He estado de compras... y he comprado tres cosas. Lo primero: una máquina de escribir. Acabaré el capítulo seis de mi novela y seremos millonarios. La segunda: una estufa. Aquí hay calor humano pero no basta... La tercera: un despertador... porque hay que introducir el tiempo en nuestras vidas... porque nos hace falta disciplina... sobre todo a mí... y porque será la única forma de cronometrar mi tiempo.
[Ópera Prima, Fernando Trueba, 1980]

lunes, 6 de abril de 2015

De fauna doméstica

Por el momento, las pruebas de su existencia parecen ser determinadas señales físicas que los investigadores menos escépticos defienden como evidencias: la exhalación de su aliento, huellas de su cuerpo, su color, su olor, su canto. De su silenciosa respiración sería testimonio la leve corriente de aire que, a veces, percibimos en la nuca o en las orejas, aunque en la casa todas las ventanas estén cerradas. La precisión del soplo vendría a ser indicio de un largo apéndice que pudiéramos llamar nasal, quizá retráctil.
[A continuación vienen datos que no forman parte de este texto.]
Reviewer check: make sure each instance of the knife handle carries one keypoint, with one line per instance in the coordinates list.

Un reflejo de su color lograría asomar en la penumbra del pasillo, o de las alcobas, a la hora vespertina, con el sol declinante: el suave resplandor nacarado, parecido a la ceguera de los espejos, que denunciaría un cuerpo blanquecino, cubierto de pellejo, plumón o escamas, capaz de reflejar la luz con mayor intensidad que una piel desnuda y mate. Que su cuerpo puede cambiar de tamaño lo confirmarían las diversas señales que se consideran suyas, tanto esas huellas que deforman sin motivo aparente la larga superficie de las colchas o la panza de los cojines, como las pequeñas oquedades que suelen aparecer en la harina, el azúcar o el pimentón cuando abrimos el bote que los guarda. Su olor, aunque diverso, es característico: no del todo agradable, pero tampoco hediondo, es ese que puede sorprendernos de repente en casa, sin que seamos capaces de descubrir su procedencia. Al parecer, su canto imita con tal certeza los sonidos de la rutina cotidiana, que es casi imposible distinguirlo del goteo del grifo, la descarga de una cisterna, el tictac de un viejo reloj, el rumor del tráfico en la calle o el súbito zumbido de la lavadora. Nunca se han encontrado rastros inconfundibles de sus pisadas, y hay quien sugiere que se movería volando o reptando. Su capacidad de volar corroboraría lo plumoso del cuerpo; la alternativa nos induciría a suponerlo cubierto de pellejo peludo o de piel escamosa. Nadie ha podido conocer de qué se alimenta y tampoco se han hallado sus excrementos. Hay quien propone que se nutriría de nuestras exhalaciones psíquicas, quizá mientras dormimos. Se adapta bien a las casas donde abundan los libros: las pequeñas arrugas y raspaduras de ciertas páginas y cubiertas, las manchitas que deforman algunas letras, serían señal de que los utiliza como guarida. La cualidad que puede atribuírsele sin confusión ni engaño es la invisibilidad, única evidencia que nadie, hasta ahora, ha conseguido refutar.

Microrrelato, minificción o nanocuento del escritor, ensayista, poeta y académico español José María Merino [1941- ], incluido en su libro La glorieta de los fugitivos [2007].